The database processes data at several stages on the read path to discover where the data is stored, starting with the data in the memtable and finishing with SSTables:
  1. Check the memtable
  2. Check row cache, if enabled
  3. Check Bloom filter
  4. Find the partition offset in the partition index in the chunk cache/memory
  5. If any required index data is not present in the cache, pull it from disk
  6. Read the data from the uncompressed chunk cache
  7. If any required data chunk is not present in the cache:
    1. Locate the data on disk using the compression offset map
    2. Fetch the data from the SSTable on disk into the chunk cache
Figure: Read request flow

Row cache

Typical of any database, reads are fastest when the most in-demand data fits into memory. The operating system page cache is best at improving performance, although the row cache can provide some improvement for very read-intensive operations, where read operations are 95% of the load. Rowcache is not recommended for write-intensive operations. If the row cache is enabled, it stores a subset of the partition data stored on disk in the SSTables in memory. In DataStax Enterprise 5.0 and later, the row cache is stored in fully off-heap memory using an implementation that relieves garbage collection pressure in the Java Virtual Machine (JVM). The subset stored in the row cache uses a configurable amount of memory for a specified period of time. When the cache is full, the row cache uses LRU (least-recently-used) eviction to reclaim memory.

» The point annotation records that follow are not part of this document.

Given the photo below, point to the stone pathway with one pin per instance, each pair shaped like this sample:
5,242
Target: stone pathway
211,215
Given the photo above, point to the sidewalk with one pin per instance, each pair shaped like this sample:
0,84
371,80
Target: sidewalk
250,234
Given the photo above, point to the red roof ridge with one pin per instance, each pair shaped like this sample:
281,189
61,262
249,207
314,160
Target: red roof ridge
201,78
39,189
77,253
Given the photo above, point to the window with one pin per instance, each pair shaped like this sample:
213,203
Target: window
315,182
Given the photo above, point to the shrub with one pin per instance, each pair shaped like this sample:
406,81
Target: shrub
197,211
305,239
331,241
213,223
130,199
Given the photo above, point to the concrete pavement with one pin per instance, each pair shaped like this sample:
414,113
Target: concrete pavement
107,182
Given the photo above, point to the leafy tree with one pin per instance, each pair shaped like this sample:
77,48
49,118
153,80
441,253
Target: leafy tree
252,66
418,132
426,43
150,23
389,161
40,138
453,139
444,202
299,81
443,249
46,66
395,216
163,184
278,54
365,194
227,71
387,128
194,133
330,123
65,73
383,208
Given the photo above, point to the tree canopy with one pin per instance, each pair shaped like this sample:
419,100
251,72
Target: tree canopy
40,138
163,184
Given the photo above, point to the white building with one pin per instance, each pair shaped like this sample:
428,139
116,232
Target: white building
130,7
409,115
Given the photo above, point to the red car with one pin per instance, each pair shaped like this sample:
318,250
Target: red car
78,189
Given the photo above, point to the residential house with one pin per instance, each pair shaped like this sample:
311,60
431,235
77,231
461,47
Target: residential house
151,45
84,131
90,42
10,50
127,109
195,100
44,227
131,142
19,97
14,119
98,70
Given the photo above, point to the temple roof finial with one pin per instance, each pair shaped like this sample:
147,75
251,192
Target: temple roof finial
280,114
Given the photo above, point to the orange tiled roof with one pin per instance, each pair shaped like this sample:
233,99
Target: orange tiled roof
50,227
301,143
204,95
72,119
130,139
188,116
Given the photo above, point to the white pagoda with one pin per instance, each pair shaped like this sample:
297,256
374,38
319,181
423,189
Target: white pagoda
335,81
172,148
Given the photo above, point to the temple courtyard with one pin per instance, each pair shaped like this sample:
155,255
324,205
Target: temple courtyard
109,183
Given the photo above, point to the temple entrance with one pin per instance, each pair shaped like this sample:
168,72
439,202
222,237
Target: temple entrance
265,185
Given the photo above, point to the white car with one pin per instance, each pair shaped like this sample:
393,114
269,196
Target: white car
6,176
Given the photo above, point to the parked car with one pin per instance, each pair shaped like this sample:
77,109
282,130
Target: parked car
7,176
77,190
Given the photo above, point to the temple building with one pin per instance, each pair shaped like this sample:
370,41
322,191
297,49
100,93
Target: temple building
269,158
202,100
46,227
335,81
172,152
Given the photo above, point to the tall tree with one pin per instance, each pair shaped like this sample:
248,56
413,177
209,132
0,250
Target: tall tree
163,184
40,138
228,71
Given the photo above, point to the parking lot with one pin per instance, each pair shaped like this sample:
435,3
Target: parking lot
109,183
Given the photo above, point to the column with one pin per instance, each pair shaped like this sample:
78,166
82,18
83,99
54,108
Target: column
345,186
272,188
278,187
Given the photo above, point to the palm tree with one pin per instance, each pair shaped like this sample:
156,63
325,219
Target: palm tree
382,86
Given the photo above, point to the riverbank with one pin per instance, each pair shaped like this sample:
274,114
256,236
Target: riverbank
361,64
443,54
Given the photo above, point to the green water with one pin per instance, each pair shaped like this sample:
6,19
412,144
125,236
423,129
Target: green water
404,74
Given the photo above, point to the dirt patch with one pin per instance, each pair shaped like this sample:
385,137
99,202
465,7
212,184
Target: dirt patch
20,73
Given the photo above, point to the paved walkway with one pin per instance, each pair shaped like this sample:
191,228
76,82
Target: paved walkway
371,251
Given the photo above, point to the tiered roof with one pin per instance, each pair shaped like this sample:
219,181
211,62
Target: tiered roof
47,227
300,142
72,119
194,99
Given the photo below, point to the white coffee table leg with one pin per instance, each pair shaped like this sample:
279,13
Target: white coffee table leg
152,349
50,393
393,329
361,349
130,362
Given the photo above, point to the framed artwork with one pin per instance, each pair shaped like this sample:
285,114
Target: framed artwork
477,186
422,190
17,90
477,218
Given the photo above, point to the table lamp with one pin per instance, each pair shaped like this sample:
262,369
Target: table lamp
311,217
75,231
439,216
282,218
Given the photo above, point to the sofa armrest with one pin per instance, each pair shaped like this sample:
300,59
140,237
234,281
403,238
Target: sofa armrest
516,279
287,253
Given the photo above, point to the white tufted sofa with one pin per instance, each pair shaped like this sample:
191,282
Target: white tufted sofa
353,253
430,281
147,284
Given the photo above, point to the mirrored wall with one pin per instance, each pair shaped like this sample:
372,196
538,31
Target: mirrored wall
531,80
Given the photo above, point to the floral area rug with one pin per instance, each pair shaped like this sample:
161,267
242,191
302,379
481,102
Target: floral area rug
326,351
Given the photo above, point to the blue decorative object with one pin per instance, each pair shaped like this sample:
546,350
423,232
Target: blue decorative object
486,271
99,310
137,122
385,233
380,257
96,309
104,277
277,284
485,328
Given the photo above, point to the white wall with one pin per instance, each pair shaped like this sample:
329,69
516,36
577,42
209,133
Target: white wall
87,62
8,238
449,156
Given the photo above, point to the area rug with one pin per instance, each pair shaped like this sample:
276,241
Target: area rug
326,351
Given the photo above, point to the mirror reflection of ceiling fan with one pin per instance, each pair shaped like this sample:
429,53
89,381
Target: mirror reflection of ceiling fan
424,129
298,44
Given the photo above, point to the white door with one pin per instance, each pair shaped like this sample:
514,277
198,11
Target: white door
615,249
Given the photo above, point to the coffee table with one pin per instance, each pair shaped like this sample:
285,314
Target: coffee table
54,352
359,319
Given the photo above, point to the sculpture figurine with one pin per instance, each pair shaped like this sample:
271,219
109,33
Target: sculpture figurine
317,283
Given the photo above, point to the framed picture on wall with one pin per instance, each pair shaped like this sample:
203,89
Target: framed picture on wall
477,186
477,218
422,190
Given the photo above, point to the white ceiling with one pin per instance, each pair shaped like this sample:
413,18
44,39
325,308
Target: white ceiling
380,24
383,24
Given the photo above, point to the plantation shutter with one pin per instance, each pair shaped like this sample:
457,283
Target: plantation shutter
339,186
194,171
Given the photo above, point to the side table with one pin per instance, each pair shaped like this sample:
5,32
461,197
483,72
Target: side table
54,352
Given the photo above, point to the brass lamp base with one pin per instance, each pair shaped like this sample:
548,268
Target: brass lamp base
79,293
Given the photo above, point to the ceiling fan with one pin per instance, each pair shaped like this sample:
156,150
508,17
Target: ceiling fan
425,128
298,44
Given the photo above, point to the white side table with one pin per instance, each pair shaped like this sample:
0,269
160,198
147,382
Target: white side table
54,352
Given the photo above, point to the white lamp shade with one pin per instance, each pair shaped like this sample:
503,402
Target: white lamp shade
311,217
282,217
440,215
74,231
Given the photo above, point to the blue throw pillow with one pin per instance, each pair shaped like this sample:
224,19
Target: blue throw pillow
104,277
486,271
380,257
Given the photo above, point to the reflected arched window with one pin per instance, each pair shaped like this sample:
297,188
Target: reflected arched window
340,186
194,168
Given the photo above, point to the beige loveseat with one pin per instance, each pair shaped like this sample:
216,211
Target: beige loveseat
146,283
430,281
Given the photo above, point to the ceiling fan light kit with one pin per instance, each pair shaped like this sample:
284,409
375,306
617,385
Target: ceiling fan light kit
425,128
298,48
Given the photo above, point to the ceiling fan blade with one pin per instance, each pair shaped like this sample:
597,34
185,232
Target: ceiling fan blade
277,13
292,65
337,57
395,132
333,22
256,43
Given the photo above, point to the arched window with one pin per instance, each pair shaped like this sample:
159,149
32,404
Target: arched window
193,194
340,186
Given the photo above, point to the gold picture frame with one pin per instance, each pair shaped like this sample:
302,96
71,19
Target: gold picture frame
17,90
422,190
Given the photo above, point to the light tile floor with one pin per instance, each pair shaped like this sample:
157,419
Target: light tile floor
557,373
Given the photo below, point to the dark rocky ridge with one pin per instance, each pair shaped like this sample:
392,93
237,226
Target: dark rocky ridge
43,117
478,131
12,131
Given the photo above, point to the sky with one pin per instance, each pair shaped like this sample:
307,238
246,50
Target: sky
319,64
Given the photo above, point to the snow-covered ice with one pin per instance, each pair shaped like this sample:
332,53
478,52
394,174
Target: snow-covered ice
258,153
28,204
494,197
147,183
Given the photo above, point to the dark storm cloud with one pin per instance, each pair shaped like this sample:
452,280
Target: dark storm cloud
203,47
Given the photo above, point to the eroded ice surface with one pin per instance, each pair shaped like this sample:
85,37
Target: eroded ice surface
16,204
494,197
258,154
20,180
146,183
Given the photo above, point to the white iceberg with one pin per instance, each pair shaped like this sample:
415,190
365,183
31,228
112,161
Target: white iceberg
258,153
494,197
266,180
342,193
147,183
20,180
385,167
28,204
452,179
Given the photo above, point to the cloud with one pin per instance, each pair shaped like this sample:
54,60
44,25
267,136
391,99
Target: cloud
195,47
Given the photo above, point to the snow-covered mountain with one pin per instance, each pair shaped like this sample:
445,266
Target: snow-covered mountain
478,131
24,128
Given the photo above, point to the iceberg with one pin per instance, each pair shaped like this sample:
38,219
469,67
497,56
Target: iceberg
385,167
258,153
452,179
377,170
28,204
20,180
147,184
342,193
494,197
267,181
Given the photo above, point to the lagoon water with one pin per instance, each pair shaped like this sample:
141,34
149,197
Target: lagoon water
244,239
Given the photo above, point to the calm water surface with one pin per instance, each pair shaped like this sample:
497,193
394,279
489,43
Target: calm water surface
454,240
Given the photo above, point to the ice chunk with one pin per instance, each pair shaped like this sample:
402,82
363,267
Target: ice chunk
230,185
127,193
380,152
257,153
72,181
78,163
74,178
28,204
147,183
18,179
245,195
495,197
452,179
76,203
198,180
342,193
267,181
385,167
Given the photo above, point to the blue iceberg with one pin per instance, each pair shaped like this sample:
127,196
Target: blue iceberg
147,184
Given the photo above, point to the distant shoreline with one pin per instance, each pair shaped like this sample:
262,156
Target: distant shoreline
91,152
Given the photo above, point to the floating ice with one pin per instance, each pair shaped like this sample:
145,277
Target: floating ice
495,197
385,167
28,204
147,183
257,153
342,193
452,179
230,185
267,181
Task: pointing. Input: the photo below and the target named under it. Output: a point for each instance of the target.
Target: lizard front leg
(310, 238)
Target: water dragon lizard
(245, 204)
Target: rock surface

The row cache size is configurable, as is the number of rows to store. Configuring the number of rows to be stored is a useful feature, making a "Last 10 Items" query very fast to read. If row cache is enabled, desired partition data is read from the row cache, potentially saving two seeks to disk for the data. The rows stored in row cache are frequently accessed rows that are merged and saved to the rowcache from the SSTables as they are accessed. After storage, the data is available to later queries. The row cache is not write-through. If a write comes in for the row, the cache for that row is invalidated and is not cached again until the row is read. Similarly, if a partition is updated, the entire partition is removed from the cache. When the desired partition data is not found in the row cache, the bloom filteris checked.

Bloom filter

Each SSTable has an associated Bloom filter, which can establish that an SSTable does not contain certain partition data. A Bloom filter can also determine the likelihood that partition data is stored in an SSTable by narrowing the pool of keys, which increases partition key lookup.

The DSE database checks the Bloom filter to discover which SSTables are likely to have the requested partition data. If the Bloom filter does not rule out an SSTable, the DSE database checks the partition index. Not all SSTables identified by the Bloom filter will have data. Because the Bloom filter is a probabilistic function, it can sometimes return false positives.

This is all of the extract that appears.